Cross-border activity boom sparks Singapore prof neg trend

Clydes and Allen & Gledhill battle out professional negligence case in Singapore

As cross-border commercial activity in Singapore continues to grow, the chances of professional negligence claims against lawyers are also on the rise. Most recently, Clyde & Co and Singaporean firm Allen & Gledhill have been involved in such proceedings.

In a nutshell, Swiss bank Banque Cantonale de Geneve (BCG) filed a claim in June 2009 alleging that Allen & Gledhill gave poor advice in a ship arrest case in Singapore in March 2006. The case was eventually found to be one of wrongful arrest. Clydes and Waterson Hicks, BCG’s English law advisers at the time of the arrest, were subsequently added to the suit as joint parties.

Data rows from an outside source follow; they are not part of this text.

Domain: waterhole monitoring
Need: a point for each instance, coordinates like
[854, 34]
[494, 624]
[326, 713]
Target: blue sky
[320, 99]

In the hearing that started in Singapore’s High Court last week, Allen & Gledhill claimed its advice was never conveyed to BCG by Clydes, which instructed Allen & Gledhill as Singaporean counsel. The firm alleges that any loss suffered by BCG was on account of Clydes’ advice. However, Clydes claims that if it is found liable, Allen & Gledhill will be primarily liable.

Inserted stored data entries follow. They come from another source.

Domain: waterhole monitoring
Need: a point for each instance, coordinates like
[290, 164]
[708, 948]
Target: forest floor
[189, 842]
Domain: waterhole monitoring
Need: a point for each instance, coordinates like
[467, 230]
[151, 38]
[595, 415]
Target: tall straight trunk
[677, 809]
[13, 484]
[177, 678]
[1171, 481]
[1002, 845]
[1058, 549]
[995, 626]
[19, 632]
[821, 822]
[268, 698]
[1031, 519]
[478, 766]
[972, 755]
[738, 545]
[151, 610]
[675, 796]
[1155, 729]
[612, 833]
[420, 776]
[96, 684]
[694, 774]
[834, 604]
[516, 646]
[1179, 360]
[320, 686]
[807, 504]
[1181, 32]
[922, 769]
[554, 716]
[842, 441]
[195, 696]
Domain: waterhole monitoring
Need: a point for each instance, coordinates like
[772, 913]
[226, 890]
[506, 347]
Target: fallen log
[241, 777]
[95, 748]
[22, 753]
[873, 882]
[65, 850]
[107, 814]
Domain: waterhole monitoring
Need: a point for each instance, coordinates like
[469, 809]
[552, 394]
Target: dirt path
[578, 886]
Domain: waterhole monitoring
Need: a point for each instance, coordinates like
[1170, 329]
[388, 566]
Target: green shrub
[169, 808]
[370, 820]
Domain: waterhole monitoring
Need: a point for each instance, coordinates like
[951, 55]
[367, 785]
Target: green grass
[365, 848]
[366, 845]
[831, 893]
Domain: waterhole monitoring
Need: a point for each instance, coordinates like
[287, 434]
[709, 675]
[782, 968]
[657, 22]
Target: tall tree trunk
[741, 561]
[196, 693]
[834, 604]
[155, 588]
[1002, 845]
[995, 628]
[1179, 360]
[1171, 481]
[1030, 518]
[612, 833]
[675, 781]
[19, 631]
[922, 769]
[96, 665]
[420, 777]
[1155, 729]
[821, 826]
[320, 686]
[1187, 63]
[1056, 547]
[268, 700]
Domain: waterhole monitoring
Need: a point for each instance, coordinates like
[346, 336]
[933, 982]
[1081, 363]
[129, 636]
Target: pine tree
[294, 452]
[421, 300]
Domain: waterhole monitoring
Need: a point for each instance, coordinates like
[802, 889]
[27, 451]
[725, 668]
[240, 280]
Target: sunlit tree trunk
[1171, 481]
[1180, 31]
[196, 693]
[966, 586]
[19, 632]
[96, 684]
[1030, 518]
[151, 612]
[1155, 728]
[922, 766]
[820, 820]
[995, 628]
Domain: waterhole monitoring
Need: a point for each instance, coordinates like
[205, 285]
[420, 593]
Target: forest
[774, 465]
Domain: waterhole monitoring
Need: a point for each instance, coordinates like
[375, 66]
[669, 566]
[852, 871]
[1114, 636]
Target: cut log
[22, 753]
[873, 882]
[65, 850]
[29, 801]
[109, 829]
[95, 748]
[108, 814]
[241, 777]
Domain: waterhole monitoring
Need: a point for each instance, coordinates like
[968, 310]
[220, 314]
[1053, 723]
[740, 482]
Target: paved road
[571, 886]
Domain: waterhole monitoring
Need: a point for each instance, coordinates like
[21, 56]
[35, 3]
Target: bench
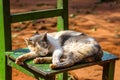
[43, 71]
[40, 71]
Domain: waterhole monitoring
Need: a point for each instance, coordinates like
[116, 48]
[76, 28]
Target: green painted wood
[63, 19]
[108, 70]
[5, 38]
[23, 69]
[44, 69]
[19, 17]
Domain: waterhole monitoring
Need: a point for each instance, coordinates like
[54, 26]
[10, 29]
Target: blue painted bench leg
[108, 70]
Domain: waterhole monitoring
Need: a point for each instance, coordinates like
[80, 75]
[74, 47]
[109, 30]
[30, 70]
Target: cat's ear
[44, 36]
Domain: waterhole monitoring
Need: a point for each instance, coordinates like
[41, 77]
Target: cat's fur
[67, 48]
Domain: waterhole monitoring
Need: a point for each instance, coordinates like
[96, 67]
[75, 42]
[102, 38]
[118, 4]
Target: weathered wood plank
[5, 40]
[19, 17]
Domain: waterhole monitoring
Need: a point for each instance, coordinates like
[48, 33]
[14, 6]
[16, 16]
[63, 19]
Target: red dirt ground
[101, 21]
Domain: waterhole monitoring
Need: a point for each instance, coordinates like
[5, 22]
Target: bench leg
[65, 75]
[108, 71]
[52, 77]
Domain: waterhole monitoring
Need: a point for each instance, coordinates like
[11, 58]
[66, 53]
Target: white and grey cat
[67, 48]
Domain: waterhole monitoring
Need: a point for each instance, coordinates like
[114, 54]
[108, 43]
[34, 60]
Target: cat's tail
[67, 63]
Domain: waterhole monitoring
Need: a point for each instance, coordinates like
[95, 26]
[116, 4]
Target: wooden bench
[40, 71]
[43, 70]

The case brings back memories of Linklaters’ tussle with former Italian alliance firm Gianni Origoni Grippo & Partners. In 2011 the magic circle firm sued Gianni after being hit with a €136m (£115m) claim from Credit Suisse after it took advice from Gianni when advising the bank on a transaction. The case was settled between the three parties, with both firms contributing to the total damages.

The moral of the story? Firms should be just as careful as clients when seeking external legal advice.